This is not really a beginners' book, as Dutch structures and linguistic twists are dropped in right from the start. But it is really outstanding if you have already made some headway in Dutch and have mastered some of the basic principles.
I got about halfway through the excellent grammatically-based "Teach Yourself Complete Dutch" & "Hugo Dutch in Three Months", when I realised I could do with a bit more vocabulary, and more practice in building basic conversational sentences.
Oosterhoof fulfils this need in a way which goes way beyond "conversational" texts, as she introduces Dutch by using words in groups where they are part of a theme. This is something I've never encountered before in any language I've tackled, and find it quite amazing! For example, A typical teaching block on page 35 starts with the title:
"Order of Events - First, Then, Afterwards, Next, Following that, Further, Finally" where the Dutch words are given for the English ones I've listed.
Then there's a little paragraph in Dutch, describing a simple scene, where each sentence will contain one of these similar words, followed by the English translation:
"FIRST, he drinks coffee & reads the newspaper from cover to cover. THEN he goes jogging a bit. AFTERWARDS he goes to the market with Sanne. NEXT, he washes the car. THEN, he does some chores around the house, and LASTLY, he watches TV with the family."
If you ever look into memory improvement courses, you'll find they always emphasise the need for ASSOCIATION. We can remember better when things are associated together, and the author's grouping of associated words, rather than strict grammar or casual conversation is a real winner for me. The above example occupies but half a page of the book, which gives you an idea of how much the book is packed with these "useful little sentences".

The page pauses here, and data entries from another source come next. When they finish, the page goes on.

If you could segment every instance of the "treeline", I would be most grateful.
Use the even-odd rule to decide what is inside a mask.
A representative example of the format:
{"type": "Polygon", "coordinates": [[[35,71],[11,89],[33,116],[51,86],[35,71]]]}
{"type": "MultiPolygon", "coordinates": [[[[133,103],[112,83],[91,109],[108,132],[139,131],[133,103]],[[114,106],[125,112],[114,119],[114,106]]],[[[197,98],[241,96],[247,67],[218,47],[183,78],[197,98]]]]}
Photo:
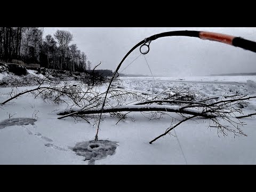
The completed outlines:
{"type": "Polygon", "coordinates": [[[71,44],[73,36],[58,30],[43,38],[40,27],[0,27],[0,60],[27,66],[84,71],[92,63],[76,44],[71,44]]]}

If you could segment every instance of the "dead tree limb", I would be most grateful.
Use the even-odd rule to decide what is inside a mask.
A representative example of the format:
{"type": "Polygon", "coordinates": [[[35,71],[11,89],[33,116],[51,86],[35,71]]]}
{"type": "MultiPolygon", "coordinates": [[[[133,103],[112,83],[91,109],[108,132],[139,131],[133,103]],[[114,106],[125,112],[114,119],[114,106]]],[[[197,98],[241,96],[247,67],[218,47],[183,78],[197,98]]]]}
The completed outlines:
{"type": "Polygon", "coordinates": [[[248,114],[248,115],[243,115],[243,116],[239,116],[239,117],[236,117],[236,118],[244,118],[244,117],[250,117],[250,116],[252,116],[253,115],[256,115],[256,113],[248,114]]]}
{"type": "MultiPolygon", "coordinates": [[[[204,113],[200,110],[189,109],[180,110],[180,107],[178,106],[170,106],[165,105],[137,105],[137,106],[117,106],[114,108],[107,109],[105,108],[102,110],[102,113],[116,113],[122,111],[163,111],[163,112],[173,112],[179,113],[182,114],[186,114],[188,115],[196,115],[200,117],[205,118],[214,118],[217,116],[212,114],[210,113],[204,113]]],[[[101,112],[101,109],[89,109],[83,111],[78,111],[73,112],[71,114],[65,114],[64,113],[59,113],[58,115],[66,115],[63,116],[58,117],[58,119],[61,119],[62,118],[67,117],[69,116],[71,116],[75,114],[79,115],[88,115],[94,114],[100,114],[101,112]]]]}
{"type": "Polygon", "coordinates": [[[168,131],[166,131],[164,133],[163,133],[162,134],[161,134],[160,135],[159,135],[158,137],[155,138],[155,139],[154,139],[152,141],[151,141],[150,142],[149,142],[149,144],[152,144],[152,143],[157,140],[157,139],[158,139],[159,138],[160,138],[161,137],[163,137],[163,136],[164,136],[166,134],[168,134],[168,133],[169,132],[170,132],[171,131],[172,131],[173,129],[174,129],[175,127],[176,127],[177,126],[180,125],[181,123],[182,123],[183,122],[187,121],[187,120],[189,120],[190,119],[191,119],[194,117],[196,117],[197,115],[194,115],[193,116],[191,116],[191,117],[187,117],[186,118],[183,119],[182,121],[181,121],[180,122],[179,122],[178,123],[177,123],[176,125],[175,125],[174,126],[173,126],[172,128],[170,129],[169,130],[168,130],[168,131]]]}

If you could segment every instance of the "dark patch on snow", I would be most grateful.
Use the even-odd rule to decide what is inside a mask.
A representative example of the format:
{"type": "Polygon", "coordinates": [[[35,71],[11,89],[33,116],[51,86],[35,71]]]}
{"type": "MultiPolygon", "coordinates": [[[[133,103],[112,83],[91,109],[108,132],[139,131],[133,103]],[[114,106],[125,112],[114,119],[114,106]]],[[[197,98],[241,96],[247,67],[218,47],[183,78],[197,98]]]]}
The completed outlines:
{"type": "Polygon", "coordinates": [[[31,118],[11,118],[0,122],[0,129],[12,125],[27,125],[29,124],[34,125],[37,121],[31,118]]]}
{"type": "Polygon", "coordinates": [[[88,165],[94,164],[95,160],[99,160],[112,155],[118,146],[118,142],[108,140],[82,141],[78,142],[71,149],[77,155],[85,157],[84,161],[89,160],[88,165]]]}

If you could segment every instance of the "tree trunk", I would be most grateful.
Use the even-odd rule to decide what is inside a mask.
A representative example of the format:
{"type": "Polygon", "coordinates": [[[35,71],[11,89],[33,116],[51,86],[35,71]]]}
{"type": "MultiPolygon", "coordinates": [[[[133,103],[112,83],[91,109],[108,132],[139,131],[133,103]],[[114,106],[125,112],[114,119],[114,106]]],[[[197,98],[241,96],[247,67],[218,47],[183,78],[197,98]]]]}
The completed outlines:
{"type": "MultiPolygon", "coordinates": [[[[113,108],[107,109],[104,108],[102,110],[102,113],[116,113],[116,112],[122,112],[122,111],[162,111],[162,112],[174,112],[174,113],[179,113],[182,114],[186,114],[189,115],[196,115],[198,116],[203,117],[205,118],[214,118],[217,116],[209,113],[203,113],[203,112],[199,110],[189,110],[189,109],[183,109],[180,110],[180,107],[173,107],[173,106],[164,106],[164,105],[136,105],[136,106],[121,106],[116,107],[113,108]]],[[[89,109],[84,111],[78,111],[76,112],[73,113],[72,114],[65,114],[65,113],[59,114],[58,115],[66,115],[61,117],[58,117],[58,119],[61,119],[68,117],[69,116],[75,115],[75,114],[79,114],[79,115],[86,115],[86,114],[100,114],[101,112],[101,109],[89,109]]]]}

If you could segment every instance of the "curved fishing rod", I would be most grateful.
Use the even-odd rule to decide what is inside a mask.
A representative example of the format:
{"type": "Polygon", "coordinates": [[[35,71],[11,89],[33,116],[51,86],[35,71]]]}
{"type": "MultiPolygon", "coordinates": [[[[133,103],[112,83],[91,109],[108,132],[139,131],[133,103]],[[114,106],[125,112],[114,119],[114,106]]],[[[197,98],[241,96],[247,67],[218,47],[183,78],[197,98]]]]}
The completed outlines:
{"type": "Polygon", "coordinates": [[[107,95],[108,94],[108,91],[109,90],[109,88],[111,86],[111,84],[112,83],[114,78],[115,77],[117,74],[118,74],[118,70],[120,68],[120,67],[121,67],[121,65],[124,62],[124,60],[132,51],[133,51],[133,50],[139,47],[140,45],[141,45],[140,47],[140,52],[143,54],[146,54],[148,53],[149,51],[149,45],[152,41],[156,40],[156,39],[161,37],[177,36],[198,37],[201,38],[201,39],[204,40],[207,39],[210,41],[217,41],[221,43],[226,43],[230,45],[233,45],[235,46],[243,48],[244,49],[251,51],[254,52],[256,52],[256,42],[249,40],[246,40],[241,37],[238,37],[231,35],[222,34],[217,33],[192,30],[173,31],[162,33],[160,34],[152,35],[149,37],[146,38],[144,40],[141,41],[140,42],[135,45],[129,51],[129,52],[128,52],[128,53],[126,53],[125,56],[124,56],[124,57],[120,63],[119,63],[118,66],[116,68],[116,70],[113,73],[113,76],[112,76],[112,78],[111,78],[109,82],[109,85],[108,85],[107,92],[106,93],[106,95],[104,98],[104,101],[102,103],[101,112],[100,113],[99,123],[98,124],[97,132],[96,133],[96,135],[95,135],[94,138],[94,140],[95,141],[98,141],[98,133],[99,132],[100,119],[101,118],[101,116],[102,114],[104,105],[105,104],[107,95]],[[143,47],[144,48],[143,48],[143,47]],[[142,52],[142,48],[143,49],[146,48],[146,50],[144,52],[142,52]]]}

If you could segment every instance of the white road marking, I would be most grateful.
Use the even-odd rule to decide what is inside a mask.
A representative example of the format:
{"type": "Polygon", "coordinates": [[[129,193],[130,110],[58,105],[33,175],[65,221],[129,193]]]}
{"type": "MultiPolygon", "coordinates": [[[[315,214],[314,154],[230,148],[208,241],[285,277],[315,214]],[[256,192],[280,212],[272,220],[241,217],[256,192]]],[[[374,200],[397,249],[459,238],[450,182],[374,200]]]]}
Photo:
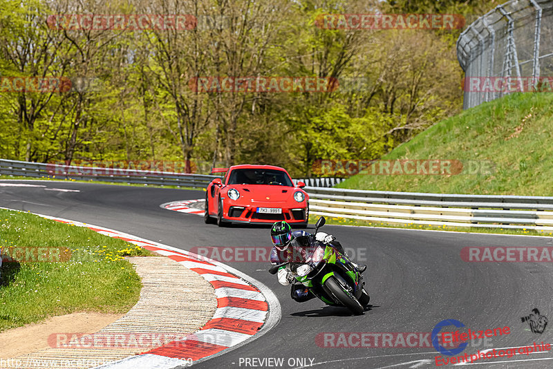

(The other block on the same page covers the associated words for "always, usually, often, sometimes, seldom, never" )
Unfortunately, no accompanying CD, but this is easily remedied by producing your own recordings. Something fairly straightforward with any cheap MP3 player (or phone?) possessing a built-in mike. My MP3 player records audio as WAV data, which produces largish file sizes. These are easily converted to the compact MP3 format using something like the free "Audacity" audio editing software.
Of course, you need to have a half-decent Dutch accent to produce a worthwhile recording, and that's probably the major challenge! And why using another text first is essential.
EDIT: A word of caution. It IS "a Dutch grammar" & you will find grammatical terms used throughout the book. For example, the chapter on adjectives refers to "predicate adjectives", which may throw you if you have not had a grammar-based education (and even if you have!). But Oosterhoof always explains these terms clearly, with simple examples, before they are used.
A basic tool to acquire a thorough knowledge of the Ducth grammar. Not a textbook as it has already been mentioned, but a serious guide enabling you to master both morphology and syntaxis. The best manual I have found so far among the various courses available, which start with a full immersion in the spoken Language but lead to poor results.